Studie von TCS zur Nutzung von Cloud Computing

Unternehmen wollen durch Cloud Computing flexibler werden

| Redakteur: Ulrich Roderer

Die Nutzung von Cloud Services nach Regionen: Deutsche nutzen überwiegend Vertriebsanwendungen.
Die Nutzung von Cloud Services nach Regionen: Deutsche nutzen überwiegend Vertriebsanwendungen.

Nicht Kosteneinsparungen sind der Hauptgrund, weshalb Unternehmen auf Cloud Computing setzen. Das ergab eine weltweite Studie von TataConsultancy Services (TCS). Wichtiger sind für viele Firmen das Standardisieren von Geschäftsprozessen und Anwendungen sowie die Möglichkeit, schnell und einfach neue Anwendungen zu implementieren.

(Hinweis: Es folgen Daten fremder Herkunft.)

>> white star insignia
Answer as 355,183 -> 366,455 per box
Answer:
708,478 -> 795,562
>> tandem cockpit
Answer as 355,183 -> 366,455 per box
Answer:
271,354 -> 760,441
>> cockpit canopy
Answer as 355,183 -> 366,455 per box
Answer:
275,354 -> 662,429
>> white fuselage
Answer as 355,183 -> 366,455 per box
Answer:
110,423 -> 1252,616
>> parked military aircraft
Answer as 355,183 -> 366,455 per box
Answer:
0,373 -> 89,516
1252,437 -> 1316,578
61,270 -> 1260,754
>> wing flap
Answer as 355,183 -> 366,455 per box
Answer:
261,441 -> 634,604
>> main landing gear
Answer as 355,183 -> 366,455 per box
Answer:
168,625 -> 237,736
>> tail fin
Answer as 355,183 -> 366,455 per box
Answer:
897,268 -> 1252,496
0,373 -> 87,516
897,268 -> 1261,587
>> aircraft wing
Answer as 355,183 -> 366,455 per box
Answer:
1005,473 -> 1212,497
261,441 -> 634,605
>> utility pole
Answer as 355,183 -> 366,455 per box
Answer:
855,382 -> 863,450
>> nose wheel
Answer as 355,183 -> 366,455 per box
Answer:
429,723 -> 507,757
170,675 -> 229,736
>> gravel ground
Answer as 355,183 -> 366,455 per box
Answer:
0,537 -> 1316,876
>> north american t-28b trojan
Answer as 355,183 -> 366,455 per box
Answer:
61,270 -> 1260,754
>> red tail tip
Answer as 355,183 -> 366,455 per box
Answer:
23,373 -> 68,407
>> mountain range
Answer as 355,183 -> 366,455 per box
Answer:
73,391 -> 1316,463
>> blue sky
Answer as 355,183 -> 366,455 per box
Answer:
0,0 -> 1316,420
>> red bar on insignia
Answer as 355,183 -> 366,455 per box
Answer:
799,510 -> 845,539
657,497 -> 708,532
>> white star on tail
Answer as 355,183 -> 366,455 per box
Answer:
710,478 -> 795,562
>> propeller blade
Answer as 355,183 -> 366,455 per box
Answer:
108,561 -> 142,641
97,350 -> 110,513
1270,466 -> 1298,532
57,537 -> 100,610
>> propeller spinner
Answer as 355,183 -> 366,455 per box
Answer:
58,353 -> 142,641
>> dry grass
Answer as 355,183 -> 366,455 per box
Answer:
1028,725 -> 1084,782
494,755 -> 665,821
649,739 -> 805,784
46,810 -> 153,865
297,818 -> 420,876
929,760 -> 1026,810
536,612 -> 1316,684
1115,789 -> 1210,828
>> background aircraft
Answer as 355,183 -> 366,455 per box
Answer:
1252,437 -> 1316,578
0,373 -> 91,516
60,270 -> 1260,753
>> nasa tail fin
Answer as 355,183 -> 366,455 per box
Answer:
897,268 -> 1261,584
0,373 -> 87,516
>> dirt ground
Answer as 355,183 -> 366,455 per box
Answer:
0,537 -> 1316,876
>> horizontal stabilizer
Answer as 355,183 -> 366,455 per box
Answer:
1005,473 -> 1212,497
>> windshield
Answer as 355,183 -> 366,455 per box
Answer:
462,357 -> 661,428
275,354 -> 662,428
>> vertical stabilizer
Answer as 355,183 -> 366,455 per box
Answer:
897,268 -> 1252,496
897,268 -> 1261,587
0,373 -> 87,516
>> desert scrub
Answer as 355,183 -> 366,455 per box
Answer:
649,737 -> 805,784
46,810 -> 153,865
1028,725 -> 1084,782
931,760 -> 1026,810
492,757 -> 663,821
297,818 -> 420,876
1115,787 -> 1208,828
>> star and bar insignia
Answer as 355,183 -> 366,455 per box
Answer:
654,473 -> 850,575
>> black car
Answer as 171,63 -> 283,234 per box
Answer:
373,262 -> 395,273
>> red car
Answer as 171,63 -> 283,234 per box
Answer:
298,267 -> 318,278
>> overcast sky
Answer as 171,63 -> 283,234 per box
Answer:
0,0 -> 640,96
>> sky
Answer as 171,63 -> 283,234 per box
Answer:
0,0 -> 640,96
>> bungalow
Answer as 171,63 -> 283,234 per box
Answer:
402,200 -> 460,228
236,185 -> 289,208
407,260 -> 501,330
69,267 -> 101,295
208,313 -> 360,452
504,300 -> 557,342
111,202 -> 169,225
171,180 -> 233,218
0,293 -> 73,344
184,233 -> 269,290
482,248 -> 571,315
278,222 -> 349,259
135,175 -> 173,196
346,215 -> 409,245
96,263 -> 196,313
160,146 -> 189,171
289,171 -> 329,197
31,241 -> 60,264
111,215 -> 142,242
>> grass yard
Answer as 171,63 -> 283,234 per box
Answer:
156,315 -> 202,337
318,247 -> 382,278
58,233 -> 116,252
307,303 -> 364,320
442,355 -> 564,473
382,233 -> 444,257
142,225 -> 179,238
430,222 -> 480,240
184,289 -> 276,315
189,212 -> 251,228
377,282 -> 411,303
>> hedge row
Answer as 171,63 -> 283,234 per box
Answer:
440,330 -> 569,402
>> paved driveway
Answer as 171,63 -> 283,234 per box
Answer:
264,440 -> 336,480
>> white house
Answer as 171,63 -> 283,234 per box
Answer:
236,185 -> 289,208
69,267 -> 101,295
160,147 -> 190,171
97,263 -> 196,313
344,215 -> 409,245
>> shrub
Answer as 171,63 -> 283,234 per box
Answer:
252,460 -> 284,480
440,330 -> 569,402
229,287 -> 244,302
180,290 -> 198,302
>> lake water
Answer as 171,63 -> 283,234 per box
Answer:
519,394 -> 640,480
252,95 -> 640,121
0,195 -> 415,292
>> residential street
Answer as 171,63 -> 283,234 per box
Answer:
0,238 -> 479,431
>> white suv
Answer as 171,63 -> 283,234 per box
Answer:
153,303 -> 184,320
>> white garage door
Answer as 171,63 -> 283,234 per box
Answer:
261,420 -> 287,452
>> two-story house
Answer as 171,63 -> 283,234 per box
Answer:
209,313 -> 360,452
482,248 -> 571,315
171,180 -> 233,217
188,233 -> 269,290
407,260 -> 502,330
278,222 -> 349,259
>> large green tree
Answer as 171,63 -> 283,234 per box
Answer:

Anwendungskonsolidierung und die Optimierung von Geschäftsprozessen haben für 78 Prozent der Firmen in den USA und 77 Prozent der Unternehmen im asiatisch-pazifischen Raum höchste Priorität. Nur 71 Prozent der US-Firmen und 75 Prozent der Unternehmen in Asien setzen Cloud Computing primär als Kostenbremse ein.

„Unternehmen, die Anwendungen in die Cloud verlagern, tun das nicht nur, um Kosten zu sparen. Sie wollen vielmehr Anwendungen konsolidieren und Geschäftsprozesse optimieren. Dies ist eines der wichtigsten Ergebnisse einer weltweiten Studie, die Tata Consultancy Services (TCS) zum Thema Cloud Computing durchgeführt hat“, so die Quintessenz von Dr. Kay Müller-Jones, Verantwortlicher bei TCS für das Business- und IT-Consulting in Zentraleuropa.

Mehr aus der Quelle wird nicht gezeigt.